Significant progress has been made in developing several of these characteristics within the project management occupation in recent years. Efforts by professional associations (notably PMI) have made significant contributions to the areas of establishing a knowledge base of the profession and, in turn, defining a distinctive occupational culture. For example, in 1986 PMI established a body of knowledge and has published revisions since then, including the global de facto standard A Guide to the Project Management Body of Knowledge (PMBOK® Guide). The Association of Project Management in the U.K. has published its own similar yet different work on the subject. The theoretical basis of the profession is being established through growing amounts of research and published material on project management in recent years.

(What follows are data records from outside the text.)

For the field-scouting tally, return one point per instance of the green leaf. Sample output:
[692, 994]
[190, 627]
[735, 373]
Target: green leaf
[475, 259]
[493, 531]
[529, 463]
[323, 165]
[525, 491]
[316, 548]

Efforts are also under way to develop international standards on organizational project management maturity models, work breakdown structure standards, project manager competencies, project taxonomies and project management principles [Cabanis]. While these efforts have been extremely beneficial in establishing a distinctive occupational culture, most would generally accept that these efforts are far from meeting the first criteria of a profession, that of having control and command of a recognizable, esoteric, and systematic body of knowledge.

In addition, PMI‘s PMP® certification and the licensing of project managers by the Australian government and the Australian Institute of Project Management is a move toward recognition of the occupation by the community. More than 27,000 individuals globally have earned PMP certification. Among many local and global corporations and some governments, the PMP is a recognized and valued credential. However, these efforts remain voluntary in nature and do not reflect the status conferred by legal requirements to be certified to practice, as is the case in traditional professions such as medicine or law.

Establishing a code of ethics for PMI members and PMPs to ascribe to goes a long way toward establishing a norm of altruism. However, monitoring and adjudicating breaches of these ethics by the profession itself is the sign of a mature self-regulating profession, and this still appears to be some way off.

Finally, characteristics such as autonomy of practice and control over clients appear to be a long way off. One of the fundamental problems with project management is the lack of autonomy and control given to project managers [D. Slevin and J. Pinto]. One could argue that this characteristic of a profession is being questioned in established professions like law and medicine and may not continue to hold true in our more educated population; however, it is hard to see the establishment of a position of power in industry without this characteristic.

Thus, project management can be seen to be acquiring many of the traits considered indicative of professional work orientation but at the same time missing many of the traits that would allow it to claim the status of a profession. Establishing these traits will entail a significant effort on the part of both the professional associations and the membership.

Process. The second question studied in the sociology of professions—and one that is very important to project management—is, how does an occupation go from nonprofessional to professional status and achieve the social and political recognition that characterized the established professions? George Ritzer and David Walczak combined the works of Theodore Caplow and Harold Wilensky into a six-step process of becoming a profession. The steps, not necessarily occurring in this order, are:

[I]n sociological terms, there is a distinct difference between an occupation and a profession, and labeling this occupation a profession is a touch premature.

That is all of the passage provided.